Zu den Mitgliedern gehören:

-Rene Saguisag, ehemaliger Senator und Strafverteidiger des ehemaligen Präsidenten Joseph Estrada. Er hatte die USA letztes Jahr dazu aufgerufen, eine Militärbasis auf den umstrittenen Spratly-Inseln zu errichten.

-Ernesto Maceda, der unter dem langjährigen Diktator Ferdinand Marcos Stabschef, und unter Präsident Joseph Estrada Botschafter in den USA war.

-Leticia Ramos Shahani, die Schwester des ehemaligen Präsidenten Fidel Ramos und selbst ehemalige Senatorin. Sie hatte 1991 dafür gestimmt, die Pachtverträge von amerikanischen Stützpunkten im Land zu verlängern.

Diese neuen Verbündeten der CPP sind langjährige Freunde des US-Imperialismus. P1NAS veröffentlichte eine Erklärung, in der sie ihre „vehemente Ablehnung“ Chinas und ihr „Misstrauen“ gegenüber den USA äußerte. In dieser einseitigen Presseerklärung spiegelt sich die Politik der Organisation und der CPP selbst wider.

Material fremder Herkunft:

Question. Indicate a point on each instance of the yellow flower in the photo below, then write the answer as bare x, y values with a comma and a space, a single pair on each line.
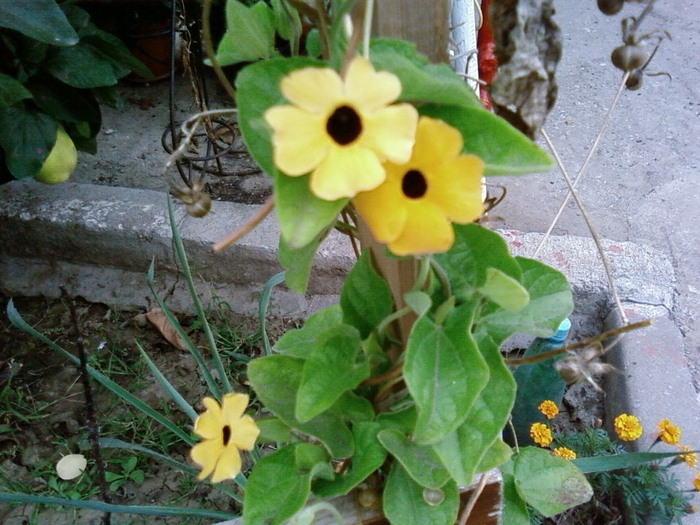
548, 408
564, 452
225, 431
341, 129
690, 459
668, 432
627, 427
541, 434
412, 210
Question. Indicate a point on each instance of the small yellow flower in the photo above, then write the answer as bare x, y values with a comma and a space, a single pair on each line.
690, 459
628, 427
412, 210
564, 452
548, 408
341, 129
668, 432
225, 431
541, 434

Die CPP ist entschlossen, unter dem Deckmantel der nationalen Souveränität ihre soziale Basis gegen China zu mobilisieren und dabei den Schein der Unabhängigkeit von Washington zu wahren.

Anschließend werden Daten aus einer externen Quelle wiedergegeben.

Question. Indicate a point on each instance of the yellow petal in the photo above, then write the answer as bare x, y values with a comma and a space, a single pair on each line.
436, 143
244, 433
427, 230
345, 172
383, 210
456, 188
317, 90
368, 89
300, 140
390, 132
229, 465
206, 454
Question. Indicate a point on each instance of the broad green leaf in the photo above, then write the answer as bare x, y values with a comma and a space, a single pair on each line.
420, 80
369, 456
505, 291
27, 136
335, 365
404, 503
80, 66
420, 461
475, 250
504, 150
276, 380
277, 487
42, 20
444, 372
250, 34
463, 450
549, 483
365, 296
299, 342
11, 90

Für die Arbeiter und die arme Stadt- und Landbevölkerung der Philippinen geht es hierbei nicht um die Frage nationaler Souveränität, sondern um Klassenfragen. Die Arbeiterklasse kann den Kriegskurs und die unablässigen Angriffe auf ihren Lebensstandard nur aufhalten, wenn sie sich politisch von allen Fraktionen der Bourgeoisie unabhängig macht und die Bauernschaft im Kampf um die politische Macht hinter sich mobilisiert. Sie muss eine Arbeiter- und Bauernregierung errichten, um sozialistische Politik umzusetzen und den internationalen Kampf für den Sozialismus zu führen.

Nur das Internationale Komitee der Vierten Internationale (IKVI) kämpft für diese Perspektive und für die Interessen der Arbeiterklasse.